Saturday, January 27, 2018

354. Reading Hegel

I read Hegel long ago (in the late 1960’s), and I remember being highly impressed with some of his work and disgusted with another part. I let myself be diverted from Hegel by Popper’s attack on his historicism and his groundwork for totalitarianism[i]. Žižek is an admirer of Hegel, and studying Žižek I wondered if I had missed something. So I started re-reading Hegel.

I was, and still am, immensely impressed by Hegel’s dedication to dynamics, of ideas and social structure, in the form of structural change arising from oppositions or what Hegel called contradictions, in dialectical change, notably in his Phenomenology of the Spirit. That was a welcome change with respect to earlier Western philosophy, which I read as being almost exclusively preoccupied with substance and permanence.

Thinking back, I now see that it may be largely due to inspiration from Hegel that I dedicated myself professionally to innovation. But why stick to Hegel? Surely, there has been development of thought on dynamics since Hegel, certainly in the self-manifestation of the absolute spirit that Hegel proclaimed. 

In Hegel’s Logic, which is not a logic in the usual sense, but a metaphysics, the prime category is Being, and to Hegel being is not like some fixed object but a process of becoming, in the dialectical process. That sits well with my process view of philosophy, and of knowledge, meaning, etc., as discussed in this blog (item 342).

On the other hand, what I abhorred, and still do, is the idea that history is a progressive, teleological, process of self-realization of the Hegelian Absolute Spirit. Here one recognizes the notion of an Aristotelian final cause that in my view is a mistaken way of looking at history and society. It even seems contradictory in Hegel’s own thought, which I read as pointing to non-linear transformations that may not be progressive, may embark on a cul de sac, and may be degressive.

I do recognize the philosophical significance of the attempt to bring together the infinite and the finite, with the absolute spirit replacing God, in its self-realization through the actions of the finite spirit of mankind. But politically that has inspired a communist ideology of a march towards utopia in which human sacrifice and suffering are of negligible significance. Of course this is an anachronism: Hegel could not foresee such perversion of his ideas. But Hegel did also see war as an inevitable clearing of what exists, to make room for the next transformative step in the march, which I find hard to stomach but do recognize as possibly true, harsh as it may seem.

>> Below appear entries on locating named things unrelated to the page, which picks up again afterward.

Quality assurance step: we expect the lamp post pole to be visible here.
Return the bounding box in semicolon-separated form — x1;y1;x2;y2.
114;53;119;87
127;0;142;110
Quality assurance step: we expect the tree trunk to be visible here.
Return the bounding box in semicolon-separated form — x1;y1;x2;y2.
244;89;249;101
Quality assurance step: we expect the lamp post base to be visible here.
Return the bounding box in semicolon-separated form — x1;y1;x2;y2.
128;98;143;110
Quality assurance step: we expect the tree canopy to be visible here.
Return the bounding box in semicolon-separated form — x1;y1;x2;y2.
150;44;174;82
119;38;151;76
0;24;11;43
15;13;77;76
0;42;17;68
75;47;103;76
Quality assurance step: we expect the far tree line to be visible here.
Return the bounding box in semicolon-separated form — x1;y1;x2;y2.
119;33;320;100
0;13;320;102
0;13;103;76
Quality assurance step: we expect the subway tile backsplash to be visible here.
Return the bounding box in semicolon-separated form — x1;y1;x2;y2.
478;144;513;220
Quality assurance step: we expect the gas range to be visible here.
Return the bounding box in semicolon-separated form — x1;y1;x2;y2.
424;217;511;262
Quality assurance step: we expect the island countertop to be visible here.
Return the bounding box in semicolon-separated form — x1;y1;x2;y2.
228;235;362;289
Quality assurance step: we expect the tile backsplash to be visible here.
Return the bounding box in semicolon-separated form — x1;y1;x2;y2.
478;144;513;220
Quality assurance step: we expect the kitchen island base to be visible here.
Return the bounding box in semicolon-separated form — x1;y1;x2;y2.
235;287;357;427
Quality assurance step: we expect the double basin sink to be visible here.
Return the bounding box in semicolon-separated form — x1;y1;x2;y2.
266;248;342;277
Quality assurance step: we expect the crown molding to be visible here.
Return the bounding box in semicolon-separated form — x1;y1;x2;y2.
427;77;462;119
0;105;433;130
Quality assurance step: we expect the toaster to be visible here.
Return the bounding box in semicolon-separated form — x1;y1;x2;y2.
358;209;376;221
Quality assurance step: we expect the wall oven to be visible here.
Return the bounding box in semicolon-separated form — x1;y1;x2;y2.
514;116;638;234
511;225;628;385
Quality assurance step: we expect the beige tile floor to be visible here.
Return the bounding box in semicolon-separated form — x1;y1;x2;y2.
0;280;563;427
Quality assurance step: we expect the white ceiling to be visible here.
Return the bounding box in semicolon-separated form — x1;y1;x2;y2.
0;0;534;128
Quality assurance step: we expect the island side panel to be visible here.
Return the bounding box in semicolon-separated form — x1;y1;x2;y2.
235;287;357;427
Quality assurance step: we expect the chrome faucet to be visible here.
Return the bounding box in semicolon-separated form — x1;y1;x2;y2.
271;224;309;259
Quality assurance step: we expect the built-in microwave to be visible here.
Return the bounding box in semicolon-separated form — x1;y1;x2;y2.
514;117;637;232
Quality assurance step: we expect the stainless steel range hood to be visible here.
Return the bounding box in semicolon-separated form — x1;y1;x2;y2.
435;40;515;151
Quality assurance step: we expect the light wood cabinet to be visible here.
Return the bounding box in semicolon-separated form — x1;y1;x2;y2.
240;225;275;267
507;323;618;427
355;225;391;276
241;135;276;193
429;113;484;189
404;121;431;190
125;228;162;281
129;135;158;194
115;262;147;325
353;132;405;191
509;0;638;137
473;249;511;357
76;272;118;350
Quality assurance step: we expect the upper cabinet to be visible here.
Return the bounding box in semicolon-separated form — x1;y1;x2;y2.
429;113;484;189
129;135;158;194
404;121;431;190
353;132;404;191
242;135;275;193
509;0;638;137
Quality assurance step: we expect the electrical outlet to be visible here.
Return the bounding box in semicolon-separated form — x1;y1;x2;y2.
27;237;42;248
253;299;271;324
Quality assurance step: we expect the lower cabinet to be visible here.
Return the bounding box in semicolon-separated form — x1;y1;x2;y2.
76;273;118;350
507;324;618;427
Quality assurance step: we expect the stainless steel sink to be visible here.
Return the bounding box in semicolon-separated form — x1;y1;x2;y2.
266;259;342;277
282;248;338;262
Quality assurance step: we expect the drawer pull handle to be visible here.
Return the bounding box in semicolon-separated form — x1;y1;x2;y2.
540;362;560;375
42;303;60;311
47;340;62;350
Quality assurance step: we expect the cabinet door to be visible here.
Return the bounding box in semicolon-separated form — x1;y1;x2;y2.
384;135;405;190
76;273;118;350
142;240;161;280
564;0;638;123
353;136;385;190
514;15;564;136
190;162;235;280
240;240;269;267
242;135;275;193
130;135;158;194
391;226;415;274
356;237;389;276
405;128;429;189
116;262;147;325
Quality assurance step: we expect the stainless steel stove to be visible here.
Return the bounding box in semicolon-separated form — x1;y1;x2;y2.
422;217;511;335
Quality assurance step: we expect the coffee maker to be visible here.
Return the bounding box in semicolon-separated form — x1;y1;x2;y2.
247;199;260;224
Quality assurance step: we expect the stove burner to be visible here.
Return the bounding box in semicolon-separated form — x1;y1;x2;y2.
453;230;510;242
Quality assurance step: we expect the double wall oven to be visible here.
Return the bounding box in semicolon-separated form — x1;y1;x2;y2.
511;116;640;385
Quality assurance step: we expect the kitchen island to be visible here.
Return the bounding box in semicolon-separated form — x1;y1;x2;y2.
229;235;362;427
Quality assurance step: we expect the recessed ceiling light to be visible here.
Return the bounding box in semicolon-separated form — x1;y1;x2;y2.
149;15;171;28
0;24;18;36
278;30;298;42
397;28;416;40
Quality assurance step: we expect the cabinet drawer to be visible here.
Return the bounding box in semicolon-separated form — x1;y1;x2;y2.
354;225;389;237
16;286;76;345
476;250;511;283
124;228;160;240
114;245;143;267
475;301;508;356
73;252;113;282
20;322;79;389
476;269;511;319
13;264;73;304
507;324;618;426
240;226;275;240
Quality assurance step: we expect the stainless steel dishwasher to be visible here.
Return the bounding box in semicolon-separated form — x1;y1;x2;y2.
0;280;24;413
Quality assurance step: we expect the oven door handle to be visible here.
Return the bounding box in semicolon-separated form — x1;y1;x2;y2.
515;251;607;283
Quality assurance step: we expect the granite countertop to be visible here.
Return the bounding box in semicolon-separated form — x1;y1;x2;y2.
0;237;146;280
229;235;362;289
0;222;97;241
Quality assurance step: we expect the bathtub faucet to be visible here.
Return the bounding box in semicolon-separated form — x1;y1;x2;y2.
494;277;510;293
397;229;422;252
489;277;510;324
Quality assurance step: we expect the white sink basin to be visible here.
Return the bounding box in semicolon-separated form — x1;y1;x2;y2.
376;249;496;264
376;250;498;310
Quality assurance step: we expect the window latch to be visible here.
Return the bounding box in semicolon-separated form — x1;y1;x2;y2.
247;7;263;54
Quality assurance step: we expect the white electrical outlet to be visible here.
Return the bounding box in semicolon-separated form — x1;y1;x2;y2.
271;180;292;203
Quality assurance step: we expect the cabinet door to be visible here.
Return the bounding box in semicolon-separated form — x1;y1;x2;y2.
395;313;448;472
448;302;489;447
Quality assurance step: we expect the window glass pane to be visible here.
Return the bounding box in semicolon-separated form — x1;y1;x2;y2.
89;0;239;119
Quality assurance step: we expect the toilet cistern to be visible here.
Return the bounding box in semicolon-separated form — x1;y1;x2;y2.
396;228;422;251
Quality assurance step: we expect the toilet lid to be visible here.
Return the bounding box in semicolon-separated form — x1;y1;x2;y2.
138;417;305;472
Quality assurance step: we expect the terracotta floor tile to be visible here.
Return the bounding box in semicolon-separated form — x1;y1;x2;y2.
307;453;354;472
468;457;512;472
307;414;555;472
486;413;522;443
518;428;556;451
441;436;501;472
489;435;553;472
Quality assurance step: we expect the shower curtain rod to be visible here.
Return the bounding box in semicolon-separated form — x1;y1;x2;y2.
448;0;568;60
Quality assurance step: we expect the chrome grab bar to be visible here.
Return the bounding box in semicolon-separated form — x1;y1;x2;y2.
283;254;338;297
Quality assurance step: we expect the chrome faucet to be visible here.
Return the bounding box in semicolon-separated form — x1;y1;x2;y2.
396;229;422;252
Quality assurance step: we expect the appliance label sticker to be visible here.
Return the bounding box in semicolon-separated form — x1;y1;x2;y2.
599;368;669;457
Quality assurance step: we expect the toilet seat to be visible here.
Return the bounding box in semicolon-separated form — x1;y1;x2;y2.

Žižek offers an alternative reading of Hegel. I am not sure I fully understand it, so I give a direct quote: ‘.. what gets lost in it (the usual reading) is the interaction between the epistemological and ontological aspects, the way ‘reality’ itself is caught in the movement of our knowing it (or, vice versa, how our knowing of reality is embedded in reality itself’ (Parallax view p. 30). That may approach my approach, as set out in this blog. I would add language as an intermediary between epistemology and ontology.
   
Also, I detested what I thought was Hegel’s agreement with Rousseau’s view of the general will of the people to which the individual should surrender his own opinion or interest. There is too much of a platform for totalitarianism there. A platform on which populists are now eager to dance their folk dances. But re-reading Hegel (and reading Rebecca Comay’s Mourning sickness), I now see that while Hegel was thrilled by the French revolution as a necessary step in the march of the absolute spirit, he in fact opposed Rousseau’s absolute general will in which individuals should be eager to dissolve themselves, for the same reason that he rejected Kant’s duty ethics for its demand to transcend individual interests and contingencies.   

That fits with Hegel’s view of any universal, including that of the state as the universal will of the people, as a ‘concrete universal’, though that sounds like a contradiction in terms. What this means is that the universal is not homogeneous, but includes a variety of particulars some of which may even be at odds, in some partial way, with the universal. Indeed, according to Žižek’s reading of Hegel the essence of the universal is the strife between its particulars. Hegel insisted that the state must allow for the free development of individual personality, and should respect the rights of individuals, existing in and through its particular citizens.

What, then, is democracy? As I noted earlier in this blog, what I can make of it is the following. In a democracy one has to accept what has been democratically debated and decided, but that does not require that one drop one’s conviction, saying and testifying that one must have been wrong.

The issue concerning the universal and its particulars is important, but I take a somewhat different view of it, as I will discuss in the next item in this blog. The challenge there is to show how there can be space for deviance of particulars, and how that can shift or topple the universal, doing what Hegel seems to have left undone. 
            


[i] In Popper’s Poverty of historicism and The open society and its ennemies.